いっちの1000字読書感想文

平成生まれの30代。小説やビジネス書中心に感想を書いてます。

『八月の路上に捨てる』伊藤たかみ(著)の感想【タイトルが良い】(芥川賞受賞)

タイトルが良い

タイトルに惹かれて手に取りました。

八月の路上」だけだと暑そうです。

路上に捨てる」だけだと物寂しい感じがします。

八月の路上に捨てる」だと、暑さと物寂しさが相まって、夏の終わりの悲壮感ある雰囲気が伝わってきます

それにタイトルが作品の内容に合っています。

30歳の主人公は、トラックに乗って自動販売機に缶を補充する仕事をしています

8月最後の日でした。

タイトルの「八月の路上」とは、主人公が自動販売機に缶を補充している路上でしょう

では、タイトルの「捨てる」は、何を示しているのでしょうか。

回想シーンで、似たような表現が出てきた箇所を抜粋します。

二十代も半ばを過ぎている。夢なんて大久保の排水溝に落っことした。新宿の路上で汗と一緒に流してしまった。それでもその先には、まっとうな幸せがあるような気もしている。

回想シーンで捨てているのは夢です

主人公は脚本家になる夢がありましたが、うまくいきませんでした。

付き合っていた女性と結婚し、自動販売機に缶を補充するアルバイトを始めました。

バイトを始めたら、脚本どころではなくなってしまいました。

脚本家になれなくても、彼女との生活で、まっとうな幸せがあるような期待を持っていました

ですが、それもうまくいきませんでした。

主人公は離婚を決意します。

8月の最後の日、主人公は離婚届を書き上げます。承認欄は、同僚の女性に書いてもらいました。
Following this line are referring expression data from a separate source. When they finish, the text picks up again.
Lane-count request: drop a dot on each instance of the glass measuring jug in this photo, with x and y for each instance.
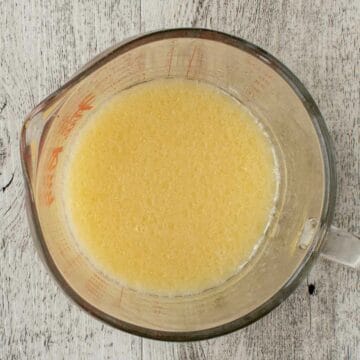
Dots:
(300, 229)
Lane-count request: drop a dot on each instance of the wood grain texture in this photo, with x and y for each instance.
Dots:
(43, 42)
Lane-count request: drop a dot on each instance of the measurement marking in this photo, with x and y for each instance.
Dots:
(49, 177)
(69, 123)
(191, 61)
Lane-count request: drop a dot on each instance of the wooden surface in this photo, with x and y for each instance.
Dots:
(43, 42)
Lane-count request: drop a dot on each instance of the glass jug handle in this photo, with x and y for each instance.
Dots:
(342, 247)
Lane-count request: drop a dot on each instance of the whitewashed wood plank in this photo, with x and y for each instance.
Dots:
(320, 43)
(41, 44)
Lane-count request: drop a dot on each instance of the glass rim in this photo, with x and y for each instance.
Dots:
(327, 206)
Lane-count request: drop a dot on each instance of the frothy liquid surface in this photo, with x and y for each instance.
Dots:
(170, 186)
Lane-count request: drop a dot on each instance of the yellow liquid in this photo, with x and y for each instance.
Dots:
(170, 186)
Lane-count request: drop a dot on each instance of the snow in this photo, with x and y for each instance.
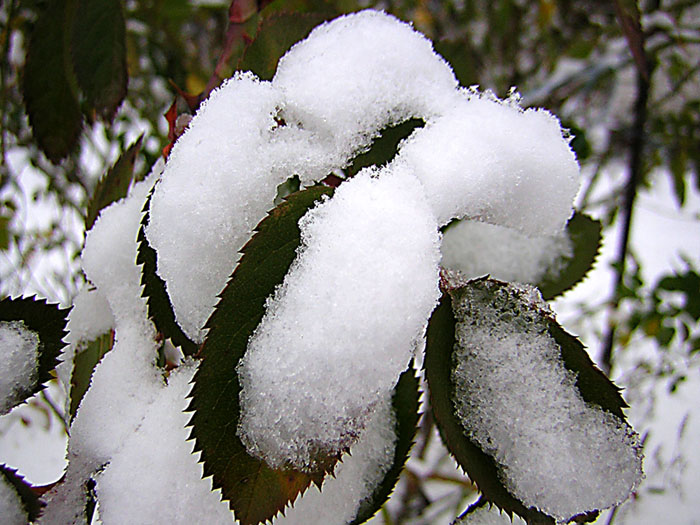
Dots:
(490, 160)
(168, 487)
(359, 73)
(511, 388)
(369, 259)
(489, 515)
(355, 478)
(218, 183)
(319, 370)
(478, 248)
(11, 507)
(89, 318)
(19, 361)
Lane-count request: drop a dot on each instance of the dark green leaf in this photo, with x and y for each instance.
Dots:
(31, 502)
(160, 310)
(509, 304)
(277, 33)
(585, 236)
(255, 491)
(48, 87)
(383, 149)
(99, 55)
(405, 403)
(462, 57)
(48, 321)
(114, 185)
(84, 365)
(479, 466)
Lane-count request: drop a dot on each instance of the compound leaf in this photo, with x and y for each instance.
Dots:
(48, 322)
(255, 491)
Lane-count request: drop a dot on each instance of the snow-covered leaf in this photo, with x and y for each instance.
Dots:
(585, 237)
(49, 89)
(31, 331)
(255, 491)
(276, 34)
(160, 310)
(405, 402)
(84, 364)
(479, 466)
(29, 500)
(99, 55)
(384, 147)
(115, 183)
(522, 407)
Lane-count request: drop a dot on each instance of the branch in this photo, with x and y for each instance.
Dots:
(634, 178)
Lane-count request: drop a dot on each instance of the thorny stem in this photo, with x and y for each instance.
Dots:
(630, 194)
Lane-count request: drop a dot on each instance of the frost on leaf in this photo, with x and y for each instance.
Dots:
(554, 263)
(344, 324)
(31, 333)
(256, 492)
(522, 407)
(160, 309)
(115, 183)
(18, 502)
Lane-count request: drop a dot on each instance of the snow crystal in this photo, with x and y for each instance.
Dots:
(358, 74)
(155, 477)
(517, 400)
(11, 507)
(491, 160)
(126, 380)
(477, 248)
(89, 318)
(355, 478)
(344, 324)
(218, 183)
(19, 359)
(489, 515)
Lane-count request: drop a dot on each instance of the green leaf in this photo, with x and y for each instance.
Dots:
(405, 402)
(509, 304)
(255, 491)
(383, 149)
(585, 236)
(479, 466)
(84, 365)
(277, 33)
(99, 55)
(48, 87)
(48, 321)
(115, 184)
(160, 310)
(31, 502)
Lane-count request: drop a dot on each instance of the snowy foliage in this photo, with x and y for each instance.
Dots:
(320, 369)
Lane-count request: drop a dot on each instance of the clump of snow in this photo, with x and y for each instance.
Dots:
(359, 73)
(491, 160)
(516, 399)
(89, 318)
(218, 183)
(126, 379)
(477, 248)
(11, 507)
(355, 479)
(489, 515)
(344, 324)
(155, 477)
(19, 361)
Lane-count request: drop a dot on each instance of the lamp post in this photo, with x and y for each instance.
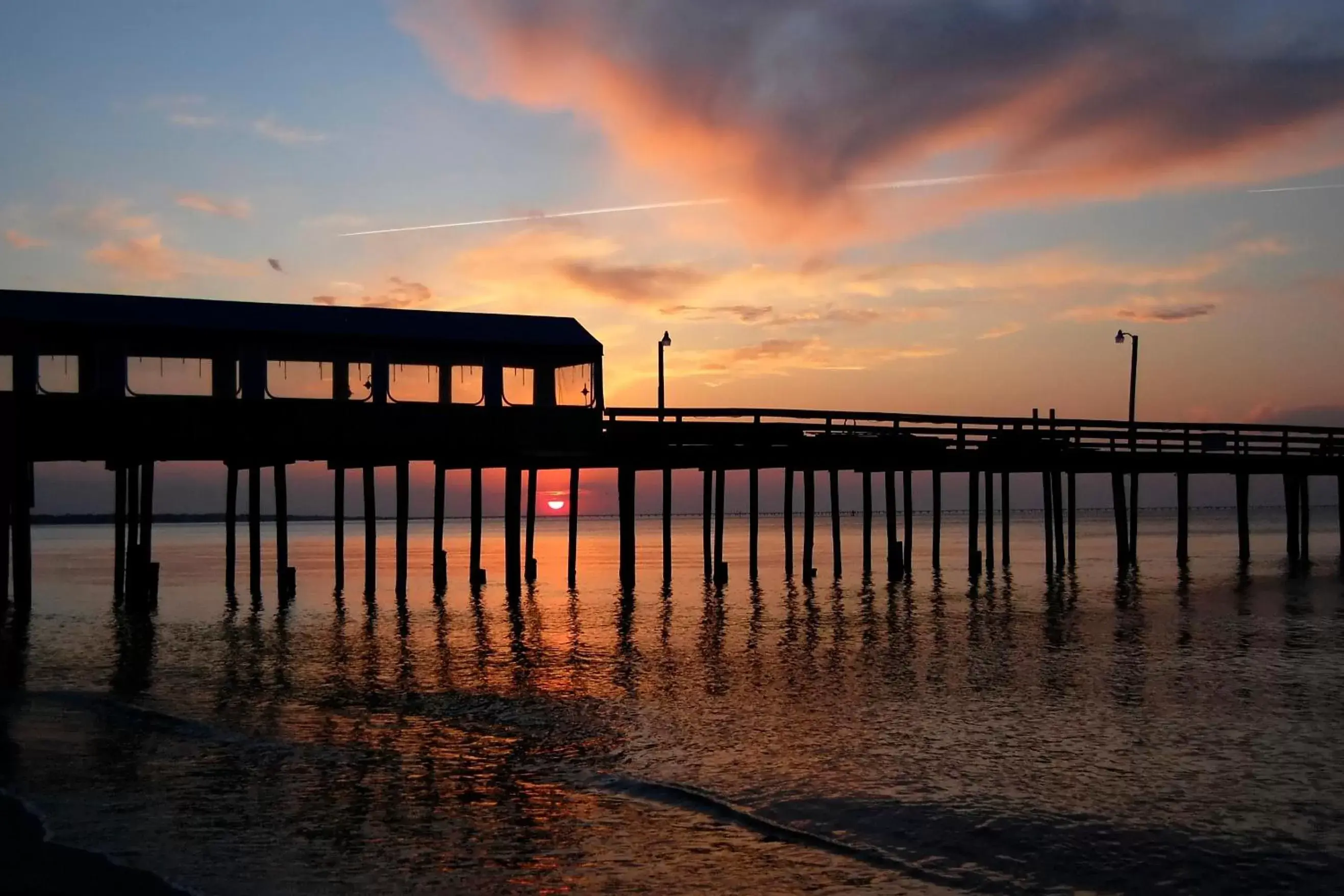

同僚の女性は32歳で、その日がトラックに乗る最後の日でした。9月からは総務課に移るため、缶の補充の仕事は今日で最後です。

同僚の女性は、千葉に引っ越します。彼女も離婚経験者で、新たな家庭を築くそうです。

同僚の女性と恋愛関係はないものの、主人公は、離婚することや美容院の女性と不倫していたことなど、身の上話をしていました

8月で主人公から離れるのは2つです。

  • 彼女:離婚届を提出するため
  • 同僚の女性への思い:千葉に行くため

どちらも路上に捨ててはいません。

ただ、他に捨てたと言えるものはありません。

夢を捨てたことを「汗と一緒に流した」と比喩表現で言っていますので、それに対比する「路上に捨てる」も比喩表現だと考えられます

すると、離婚届の提出、つまり彼女(=結婚生活)を捨てたと言えるでしょう。

8月最後の日の仕事帰り、主人公は無性に石を蹴りたくなります

職場(営業所)の近くで、土の中にめり込んでいる石を見つけ、無我夢中で掘り起こしていると、

おいこらバイト、そんなところで遊んでるんじゃねえ

と社員に言われます。

主人公は心の中で毒づきます。

遊んでなんかいねえよ。俺は一時たりとも遊んでなんかいなかったぞ。

石を掘り起こしている姿は、社員には遊んでいるように見えるかもしれません。

しかし読者にはわかります。主人公が遊んでなんかいなかったこと、本気で生きていたことがわかります。